Creating a Naive Bayesian classifier in Python is very easy, using the textblob package. There is a great tutorial on building a classifier using textblob here, but I'll run quickly through my code anyway:
First we load all the previous data from the aptly-named AllData.csv file, and pass it to the _get_training function to get the training data from this file in a format acceptable to textblob. This is basically a list of tuples, each of which contains (text, classification). In our case, the text is the description of the transaction from the bank statement, and the classification is the category that we want to assign it to. For example ("CARD PAYMENT TO SHELL TOTHILL,2.04 GBP, RATE 1.00/GBP ON 29-08-2013", "Petrol"). We use the _extractor function to split the text into tokens and generate 'features' from these tokens. In our case this is simply a function that splits the text by either spaces or the '/' symbol, and creates a boolean feature with the value True for each token it sees.

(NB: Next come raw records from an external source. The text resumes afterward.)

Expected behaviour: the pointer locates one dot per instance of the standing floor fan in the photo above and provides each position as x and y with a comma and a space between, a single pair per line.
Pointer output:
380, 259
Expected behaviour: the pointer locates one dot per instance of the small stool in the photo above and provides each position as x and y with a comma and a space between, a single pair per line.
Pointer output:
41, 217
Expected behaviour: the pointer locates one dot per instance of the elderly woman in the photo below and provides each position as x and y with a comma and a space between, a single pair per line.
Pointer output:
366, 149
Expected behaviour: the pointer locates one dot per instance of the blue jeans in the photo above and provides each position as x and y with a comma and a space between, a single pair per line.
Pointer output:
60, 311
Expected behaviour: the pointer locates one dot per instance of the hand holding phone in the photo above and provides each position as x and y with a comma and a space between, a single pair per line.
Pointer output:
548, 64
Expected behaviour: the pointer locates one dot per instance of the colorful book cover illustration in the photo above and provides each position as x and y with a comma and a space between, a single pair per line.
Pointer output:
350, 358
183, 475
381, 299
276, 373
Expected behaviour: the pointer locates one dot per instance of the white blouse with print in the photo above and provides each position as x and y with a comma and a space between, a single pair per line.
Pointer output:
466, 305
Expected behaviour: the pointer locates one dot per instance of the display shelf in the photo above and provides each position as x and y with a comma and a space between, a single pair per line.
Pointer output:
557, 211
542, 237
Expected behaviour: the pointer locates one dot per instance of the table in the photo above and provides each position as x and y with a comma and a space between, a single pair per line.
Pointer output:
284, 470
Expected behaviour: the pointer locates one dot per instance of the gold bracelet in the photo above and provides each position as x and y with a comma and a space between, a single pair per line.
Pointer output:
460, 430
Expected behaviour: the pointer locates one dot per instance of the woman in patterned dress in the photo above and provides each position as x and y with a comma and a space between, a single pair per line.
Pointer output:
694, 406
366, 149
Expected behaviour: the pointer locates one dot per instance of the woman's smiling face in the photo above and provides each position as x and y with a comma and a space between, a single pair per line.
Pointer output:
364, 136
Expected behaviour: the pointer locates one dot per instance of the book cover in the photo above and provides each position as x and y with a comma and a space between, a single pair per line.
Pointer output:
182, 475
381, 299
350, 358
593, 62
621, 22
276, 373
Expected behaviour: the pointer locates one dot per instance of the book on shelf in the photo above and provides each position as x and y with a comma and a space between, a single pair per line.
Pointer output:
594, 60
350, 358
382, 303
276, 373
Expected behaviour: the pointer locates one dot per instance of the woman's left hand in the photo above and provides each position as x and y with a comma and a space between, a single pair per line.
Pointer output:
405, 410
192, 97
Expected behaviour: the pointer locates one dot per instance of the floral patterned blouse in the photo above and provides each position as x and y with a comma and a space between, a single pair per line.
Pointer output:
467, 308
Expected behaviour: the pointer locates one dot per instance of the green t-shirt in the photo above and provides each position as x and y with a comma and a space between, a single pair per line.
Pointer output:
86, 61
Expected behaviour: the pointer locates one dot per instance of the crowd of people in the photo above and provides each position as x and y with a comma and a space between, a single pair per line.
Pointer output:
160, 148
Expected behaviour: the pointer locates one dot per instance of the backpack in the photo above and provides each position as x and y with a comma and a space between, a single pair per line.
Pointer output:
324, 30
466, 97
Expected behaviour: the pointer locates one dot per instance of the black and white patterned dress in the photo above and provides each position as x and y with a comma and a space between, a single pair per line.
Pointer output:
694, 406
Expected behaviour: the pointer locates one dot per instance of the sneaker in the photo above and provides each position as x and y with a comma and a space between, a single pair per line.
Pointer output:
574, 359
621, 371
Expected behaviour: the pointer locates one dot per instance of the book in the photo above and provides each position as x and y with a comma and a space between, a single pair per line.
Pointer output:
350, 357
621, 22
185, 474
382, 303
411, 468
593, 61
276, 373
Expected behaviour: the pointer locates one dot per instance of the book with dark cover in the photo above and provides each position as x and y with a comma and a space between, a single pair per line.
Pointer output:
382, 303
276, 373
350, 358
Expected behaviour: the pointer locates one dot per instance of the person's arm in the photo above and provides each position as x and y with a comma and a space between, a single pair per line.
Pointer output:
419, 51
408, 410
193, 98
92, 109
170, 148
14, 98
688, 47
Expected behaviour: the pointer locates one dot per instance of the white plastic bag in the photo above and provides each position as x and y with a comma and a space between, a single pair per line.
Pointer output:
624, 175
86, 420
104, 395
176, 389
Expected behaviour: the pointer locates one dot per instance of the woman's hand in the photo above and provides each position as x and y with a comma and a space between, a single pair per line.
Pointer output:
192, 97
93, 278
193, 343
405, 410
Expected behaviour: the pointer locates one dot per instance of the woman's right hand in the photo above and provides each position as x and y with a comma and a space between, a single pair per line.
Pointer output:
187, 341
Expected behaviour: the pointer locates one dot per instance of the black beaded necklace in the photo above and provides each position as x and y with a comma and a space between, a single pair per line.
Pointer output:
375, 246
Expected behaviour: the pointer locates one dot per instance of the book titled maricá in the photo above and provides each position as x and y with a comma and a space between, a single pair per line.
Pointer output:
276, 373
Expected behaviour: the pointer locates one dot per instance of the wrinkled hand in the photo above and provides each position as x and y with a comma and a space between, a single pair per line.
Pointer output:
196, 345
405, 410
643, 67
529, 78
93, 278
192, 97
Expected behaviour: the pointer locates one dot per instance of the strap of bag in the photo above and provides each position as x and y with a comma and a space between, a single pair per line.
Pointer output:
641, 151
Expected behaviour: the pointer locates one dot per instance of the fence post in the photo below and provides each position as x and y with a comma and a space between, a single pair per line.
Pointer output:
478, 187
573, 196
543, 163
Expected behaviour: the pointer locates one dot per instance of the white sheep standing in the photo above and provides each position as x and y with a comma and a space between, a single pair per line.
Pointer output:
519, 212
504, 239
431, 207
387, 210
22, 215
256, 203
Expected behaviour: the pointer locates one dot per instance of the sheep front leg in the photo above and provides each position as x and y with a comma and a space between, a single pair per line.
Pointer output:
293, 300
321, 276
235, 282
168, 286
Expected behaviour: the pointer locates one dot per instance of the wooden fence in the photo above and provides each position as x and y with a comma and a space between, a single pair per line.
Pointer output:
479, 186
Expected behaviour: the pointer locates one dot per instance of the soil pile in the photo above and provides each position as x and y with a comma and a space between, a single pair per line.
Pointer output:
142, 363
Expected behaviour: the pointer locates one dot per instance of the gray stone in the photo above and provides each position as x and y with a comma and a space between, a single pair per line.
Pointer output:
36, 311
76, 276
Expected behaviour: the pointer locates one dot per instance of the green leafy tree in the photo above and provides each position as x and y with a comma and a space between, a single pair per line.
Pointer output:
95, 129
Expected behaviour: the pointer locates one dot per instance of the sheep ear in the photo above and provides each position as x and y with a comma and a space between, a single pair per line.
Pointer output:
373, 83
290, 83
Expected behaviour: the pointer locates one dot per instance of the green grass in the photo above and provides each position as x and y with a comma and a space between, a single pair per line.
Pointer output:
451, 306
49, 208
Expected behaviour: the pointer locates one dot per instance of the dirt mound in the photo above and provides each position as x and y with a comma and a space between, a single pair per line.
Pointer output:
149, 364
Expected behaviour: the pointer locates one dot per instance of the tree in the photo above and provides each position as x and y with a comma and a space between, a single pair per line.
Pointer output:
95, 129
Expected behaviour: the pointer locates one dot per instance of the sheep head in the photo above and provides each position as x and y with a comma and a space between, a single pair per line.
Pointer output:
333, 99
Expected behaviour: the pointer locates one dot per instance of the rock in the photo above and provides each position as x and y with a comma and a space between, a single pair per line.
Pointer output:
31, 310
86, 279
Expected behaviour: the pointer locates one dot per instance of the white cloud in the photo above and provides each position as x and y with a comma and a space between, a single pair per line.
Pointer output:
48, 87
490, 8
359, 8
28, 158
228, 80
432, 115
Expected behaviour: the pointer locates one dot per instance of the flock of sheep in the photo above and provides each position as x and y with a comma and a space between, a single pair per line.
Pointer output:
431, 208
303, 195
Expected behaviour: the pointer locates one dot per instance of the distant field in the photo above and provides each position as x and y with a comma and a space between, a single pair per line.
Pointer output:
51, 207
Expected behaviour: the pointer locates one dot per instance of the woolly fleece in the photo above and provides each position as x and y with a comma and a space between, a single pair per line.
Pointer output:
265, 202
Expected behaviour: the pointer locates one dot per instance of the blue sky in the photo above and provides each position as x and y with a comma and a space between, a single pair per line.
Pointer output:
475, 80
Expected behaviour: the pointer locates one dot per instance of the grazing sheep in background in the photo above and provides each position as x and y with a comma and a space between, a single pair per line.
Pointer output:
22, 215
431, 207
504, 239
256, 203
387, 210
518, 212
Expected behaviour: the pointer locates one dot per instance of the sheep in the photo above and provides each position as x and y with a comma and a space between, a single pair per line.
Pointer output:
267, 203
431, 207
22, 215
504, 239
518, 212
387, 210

Now we've got the classifier, we read in the new data (_read_santander_file) and the list of categories (_read_categories) and then get down to the classification (_ask_with_guess). The classification just calls the classifier.classify method, giving it the text to classify. We then do a bit of work to nicely display the list of categories (I use colorama to do nice fonts and colours in the terminal) and ask the user whether the guess is correct. If it is, then we just save the category to the output file - but if it isn't we call the classifier.update function with the correct tuple of (text, classification), which will update the probabilities used within the classifier to take account of this new information.
That's pretty-much it - all of the rest of the code is just plumbing that joins all of this together. This just shows how easy it is to produce a useful tool, using a simple machine learning technique.
Just as a brief aside, you can do interesting things with the classifier object, like ask it to tell you what the most informative features are:
Most Informative Features IN = True Cheque : nan = 6.5 : 1.0 UNIVERSITY = True Cheque : nan = 6.5 : 1.0 PAYMENT = None Cheque : nan = 6.5 : 1.0 COWHERDS = True Eating : nan = 6.5 : 1.0 CARD = None Cheque : nan = 6.5 : 1.0 CHEQUE = True Cheque : nan = 6.5 : 1.0 TICKETOFFICESALE = True Travel : nan = 6.5 : 1.0 SOUTHAMPTON = True Cheque : nan = 6.5 : 1.0 CRAFT = True Craft : nan = 4.3 : 1.0 LTD = True Craft : nan = 4.3 : 1.0 HOBBY = True Craft : nan = 4.3 : 1.0 RATE = None Cheque : nan = 2.8 : 1.0 GBP = None Cheque : nan = 2.8 : 1.0 SAINSBURYS = True Superm : nan = 2.6 : 1.0 WAITROSE = True Superm : nan = 2.6 : 1.0
Here we can see that tokens like IN, UNIVERSITY, PAYMENT and SOUTHAMPTON are highly predictive of the category Cheque (as most of my cheque pay-ins are shown in my statement as PAID IN AT SOUTHAMPTON UNIVERSITY), and that CARD not existing as a feature is also highly predictive of the category being cheque (fairly obviously). Names of supermarkets also appear there as highly predictive for the Supermarket class and TICKETOFFICESALE for Travel (as that is what is displayed on my statement for a ticket purchase at my local railway station). You can even see some of my food preferences in there, with COWHERDS being highly predictive of the Eating Out category.
So, have a look at the code on Github, and have a play with it - let me know if you do anything cool.